In The Innøcents, a teenage girl comes of age as a 6-foot-tall bearded man

In The Innøcents, a teenage girl comes of age as a 6-foot-tall bearded man

Here’s what’s happening in the world of television for Friday, August 17, and Saturday, August 18. All times are Eastern.

Top pick

The Innøcents (Friday, Netflix): Coming to Netflix tonight is a more solemn approach to YA science-fiction: a British drama that opens as a sweet story about star-crossed teen lovers running away from their restrictive home lives, and then quickly shape-shifts into The X-Men’s moody older sibling. June (Sorcha Groundsell) and Harry’s (Percelle Ascott) romantic road trip suddenly veers into nightmare territory when they discover just why June’s father (Sam Hazeldine) was so overprotective: June has the ability to shape-shift.
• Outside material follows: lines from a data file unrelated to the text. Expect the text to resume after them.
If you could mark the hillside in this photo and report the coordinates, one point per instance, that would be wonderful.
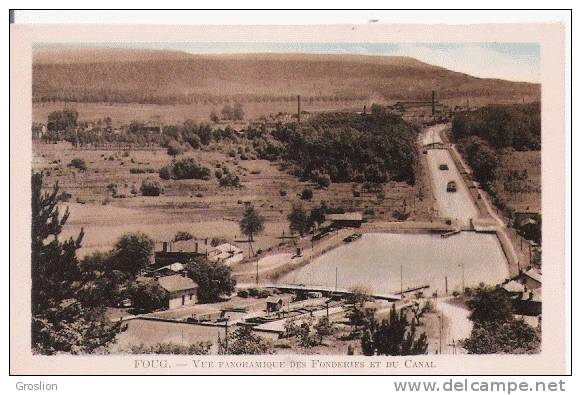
(163, 77)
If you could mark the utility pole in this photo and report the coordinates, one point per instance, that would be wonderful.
(401, 280)
(463, 278)
(441, 325)
(227, 318)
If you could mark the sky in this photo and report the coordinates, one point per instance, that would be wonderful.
(509, 61)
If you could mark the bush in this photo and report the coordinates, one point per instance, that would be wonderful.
(141, 170)
(183, 235)
(174, 148)
(307, 194)
(200, 348)
(322, 179)
(78, 164)
(149, 296)
(185, 169)
(229, 180)
(151, 188)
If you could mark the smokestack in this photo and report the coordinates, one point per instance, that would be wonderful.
(299, 108)
(433, 103)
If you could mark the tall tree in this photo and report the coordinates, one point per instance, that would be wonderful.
(298, 219)
(503, 337)
(214, 279)
(392, 337)
(489, 304)
(60, 322)
(133, 252)
(251, 223)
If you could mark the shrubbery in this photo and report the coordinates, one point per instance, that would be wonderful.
(514, 125)
(78, 164)
(348, 147)
(149, 296)
(151, 188)
(185, 169)
(141, 170)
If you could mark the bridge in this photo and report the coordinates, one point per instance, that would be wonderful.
(437, 145)
(328, 290)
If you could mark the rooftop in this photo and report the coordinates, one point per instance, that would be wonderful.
(534, 274)
(177, 282)
(353, 216)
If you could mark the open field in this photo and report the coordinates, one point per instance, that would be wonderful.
(201, 207)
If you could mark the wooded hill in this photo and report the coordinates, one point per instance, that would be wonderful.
(165, 77)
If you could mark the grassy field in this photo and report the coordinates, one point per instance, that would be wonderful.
(520, 194)
(200, 207)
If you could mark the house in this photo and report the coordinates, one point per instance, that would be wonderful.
(514, 287)
(168, 270)
(531, 279)
(530, 303)
(181, 289)
(226, 253)
(273, 304)
(352, 219)
(169, 252)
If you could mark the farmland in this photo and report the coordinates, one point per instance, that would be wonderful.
(201, 207)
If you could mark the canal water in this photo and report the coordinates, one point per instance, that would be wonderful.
(380, 261)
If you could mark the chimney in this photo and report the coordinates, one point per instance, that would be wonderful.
(299, 109)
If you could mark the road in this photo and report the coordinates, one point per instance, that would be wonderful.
(458, 205)
(459, 325)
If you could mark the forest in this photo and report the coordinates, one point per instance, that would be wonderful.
(347, 147)
(502, 126)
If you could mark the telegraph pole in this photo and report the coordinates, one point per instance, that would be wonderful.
(401, 280)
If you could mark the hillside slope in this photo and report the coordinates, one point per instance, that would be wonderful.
(148, 76)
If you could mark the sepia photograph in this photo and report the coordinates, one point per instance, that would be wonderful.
(284, 198)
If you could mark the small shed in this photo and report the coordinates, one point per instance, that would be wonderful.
(532, 278)
(352, 219)
(182, 290)
(273, 304)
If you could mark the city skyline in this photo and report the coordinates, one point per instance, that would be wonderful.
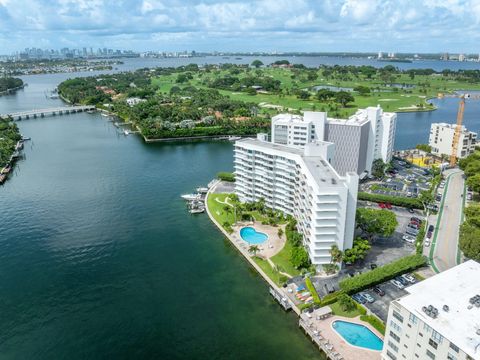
(205, 26)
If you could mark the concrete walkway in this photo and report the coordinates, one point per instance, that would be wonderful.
(444, 248)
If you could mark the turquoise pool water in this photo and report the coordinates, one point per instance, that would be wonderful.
(358, 335)
(252, 236)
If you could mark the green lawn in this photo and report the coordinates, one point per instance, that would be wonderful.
(337, 310)
(282, 260)
(267, 269)
(391, 99)
(217, 209)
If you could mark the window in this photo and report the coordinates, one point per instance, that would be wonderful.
(432, 343)
(397, 316)
(393, 346)
(391, 356)
(394, 336)
(454, 347)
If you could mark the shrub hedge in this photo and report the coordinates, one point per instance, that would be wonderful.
(313, 291)
(394, 200)
(382, 274)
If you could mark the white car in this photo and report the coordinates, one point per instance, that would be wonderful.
(408, 238)
(398, 284)
(409, 278)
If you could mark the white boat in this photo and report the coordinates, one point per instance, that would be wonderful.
(197, 211)
(191, 197)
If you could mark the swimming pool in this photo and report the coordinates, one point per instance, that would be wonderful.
(252, 236)
(358, 335)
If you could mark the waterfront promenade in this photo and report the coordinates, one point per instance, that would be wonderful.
(20, 115)
(244, 251)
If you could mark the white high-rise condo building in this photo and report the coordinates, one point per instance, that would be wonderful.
(441, 140)
(367, 135)
(438, 319)
(302, 183)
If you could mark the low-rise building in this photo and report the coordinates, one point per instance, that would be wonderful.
(367, 135)
(302, 183)
(441, 140)
(438, 319)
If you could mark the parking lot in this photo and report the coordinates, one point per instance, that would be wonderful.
(406, 181)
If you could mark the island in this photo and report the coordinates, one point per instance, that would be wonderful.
(10, 84)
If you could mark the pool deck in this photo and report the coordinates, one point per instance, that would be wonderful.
(319, 330)
(242, 246)
(272, 246)
(323, 334)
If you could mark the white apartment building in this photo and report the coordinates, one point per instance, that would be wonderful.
(441, 140)
(367, 135)
(302, 183)
(438, 319)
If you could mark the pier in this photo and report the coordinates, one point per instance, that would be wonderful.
(33, 114)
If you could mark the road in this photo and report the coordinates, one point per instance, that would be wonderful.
(445, 238)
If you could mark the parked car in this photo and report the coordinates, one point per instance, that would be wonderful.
(409, 278)
(408, 238)
(398, 284)
(368, 297)
(359, 298)
(378, 291)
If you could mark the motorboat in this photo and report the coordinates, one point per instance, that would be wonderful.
(191, 197)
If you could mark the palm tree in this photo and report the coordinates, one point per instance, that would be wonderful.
(253, 249)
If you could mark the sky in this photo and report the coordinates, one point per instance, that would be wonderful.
(249, 25)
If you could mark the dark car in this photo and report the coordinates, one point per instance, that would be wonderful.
(379, 291)
(359, 298)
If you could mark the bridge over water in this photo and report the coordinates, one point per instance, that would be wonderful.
(33, 114)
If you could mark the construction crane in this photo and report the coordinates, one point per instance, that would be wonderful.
(458, 131)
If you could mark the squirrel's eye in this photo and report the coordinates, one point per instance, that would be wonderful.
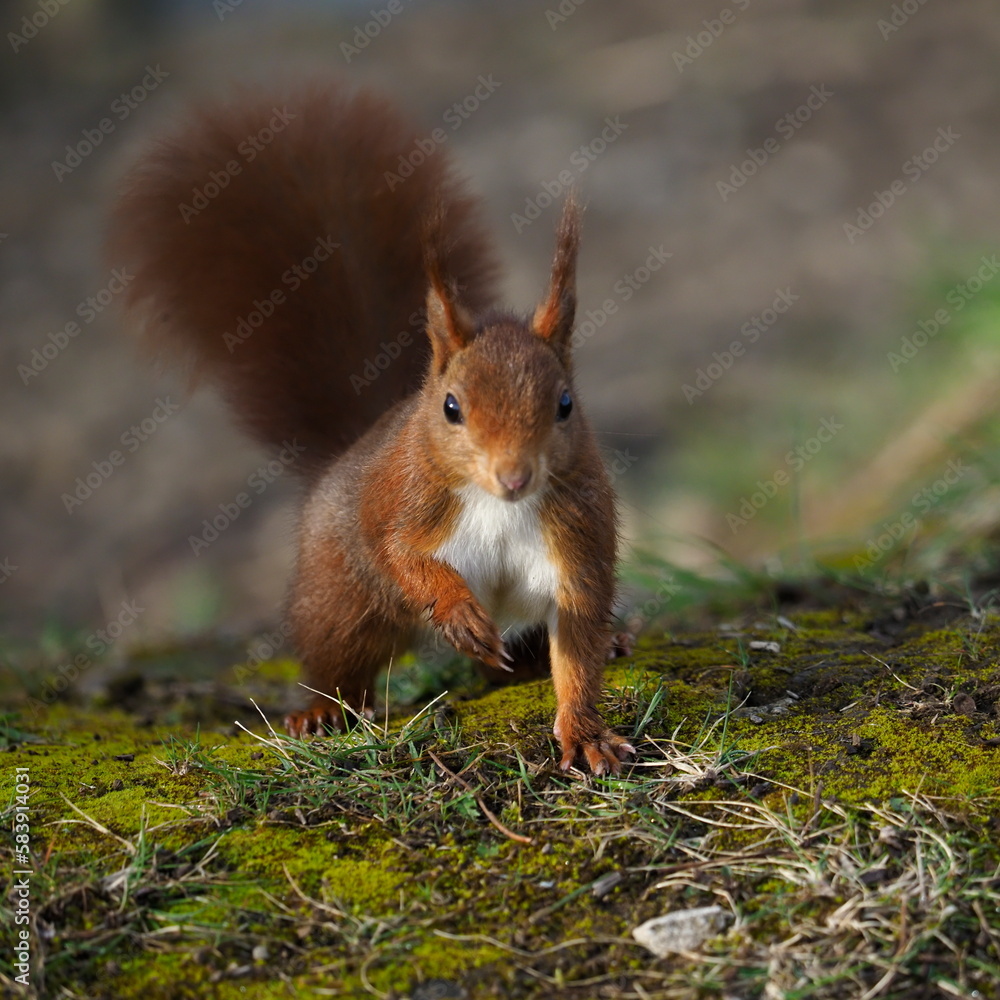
(452, 411)
(565, 406)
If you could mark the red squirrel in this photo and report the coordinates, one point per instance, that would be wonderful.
(278, 248)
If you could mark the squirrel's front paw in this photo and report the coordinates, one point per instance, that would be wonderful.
(588, 738)
(471, 631)
(321, 717)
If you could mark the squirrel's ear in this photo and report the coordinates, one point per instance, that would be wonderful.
(554, 317)
(449, 326)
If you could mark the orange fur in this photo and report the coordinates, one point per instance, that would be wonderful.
(482, 436)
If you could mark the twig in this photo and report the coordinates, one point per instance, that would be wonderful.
(479, 801)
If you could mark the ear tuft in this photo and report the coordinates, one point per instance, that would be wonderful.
(553, 319)
(449, 326)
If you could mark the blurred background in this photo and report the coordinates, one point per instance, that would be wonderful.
(789, 290)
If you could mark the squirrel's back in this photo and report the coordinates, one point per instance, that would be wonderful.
(279, 248)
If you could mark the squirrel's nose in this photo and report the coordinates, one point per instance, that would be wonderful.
(514, 479)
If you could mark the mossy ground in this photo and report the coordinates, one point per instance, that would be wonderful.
(838, 793)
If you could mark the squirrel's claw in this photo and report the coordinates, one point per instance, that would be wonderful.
(471, 631)
(604, 751)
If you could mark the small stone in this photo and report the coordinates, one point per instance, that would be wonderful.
(683, 930)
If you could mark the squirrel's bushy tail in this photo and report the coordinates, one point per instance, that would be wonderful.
(278, 247)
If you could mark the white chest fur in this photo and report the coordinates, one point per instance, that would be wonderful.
(498, 549)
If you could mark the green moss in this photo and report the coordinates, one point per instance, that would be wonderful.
(391, 851)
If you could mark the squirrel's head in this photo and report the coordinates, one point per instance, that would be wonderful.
(499, 395)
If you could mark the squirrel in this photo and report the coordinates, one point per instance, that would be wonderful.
(277, 250)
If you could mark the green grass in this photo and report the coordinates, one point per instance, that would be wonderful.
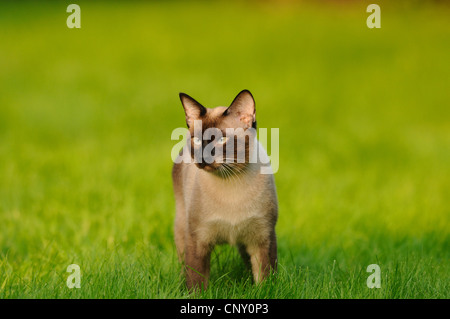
(85, 123)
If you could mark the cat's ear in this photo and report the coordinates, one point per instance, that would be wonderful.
(192, 109)
(243, 109)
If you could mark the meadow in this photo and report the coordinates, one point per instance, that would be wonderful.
(86, 117)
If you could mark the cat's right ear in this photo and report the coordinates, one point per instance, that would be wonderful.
(192, 109)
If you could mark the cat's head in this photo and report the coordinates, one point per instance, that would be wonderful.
(221, 139)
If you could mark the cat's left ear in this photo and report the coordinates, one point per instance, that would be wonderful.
(243, 108)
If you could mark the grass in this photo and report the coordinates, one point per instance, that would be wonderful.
(85, 123)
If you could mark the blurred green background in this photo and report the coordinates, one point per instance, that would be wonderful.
(86, 117)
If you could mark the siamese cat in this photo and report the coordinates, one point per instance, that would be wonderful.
(224, 197)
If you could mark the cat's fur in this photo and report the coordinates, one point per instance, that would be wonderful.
(214, 206)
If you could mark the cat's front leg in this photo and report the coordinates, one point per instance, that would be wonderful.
(197, 263)
(263, 258)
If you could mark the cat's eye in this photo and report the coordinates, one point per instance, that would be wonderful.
(197, 141)
(222, 140)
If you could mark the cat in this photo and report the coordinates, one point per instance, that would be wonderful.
(224, 198)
It’s an ability she inherited from her mother, and one that is of great interest to a terrifyingly wrongheaded doctor (Guy Pearce), who is rounding up afflicted women, keeping them in a homestead in Norway, and performing experiments on them to “help” them “recenter.” And June’s abilities are presented as more disease than superpower— the episodic transformations the women undergo resemble epileptic seizures, and June’s own condition first manifests itself when she inadvertently transforms into her kidnapper (Jóhannes Haukur Jóhannesson). If the show does nothing else for you, June’s particularly transformative teenage years might at least make you feel a bit better about your own.

Wild card

Drew Michael (HBO, Saturday, 10:00 p.m.): You may know Drew Michael from his work writing for SNL. Now, though, his latest project, a stand-up special with HBO, turns the spotlight on him, and him (literally) alone. Director Jerrod Carmichael questions whether the 50-minute piece can even be called a stand-up special. Michael stands in isolation, stripped of an audience, and performs for the dark and quiet in a way that utterly dismantles the medium. In a self-deprecating stream-of-consciousness monologue, he takes the existential, depressing thoughts that reverberate in his head and puts them onstage for your amusement. Co-starring Suki Waterhouse (Assassination Nation, The Bad Batch), Michael’s darkly comic art piece is a peek inside the mind of a troubled comedian—or, as he calls it, “an offering.”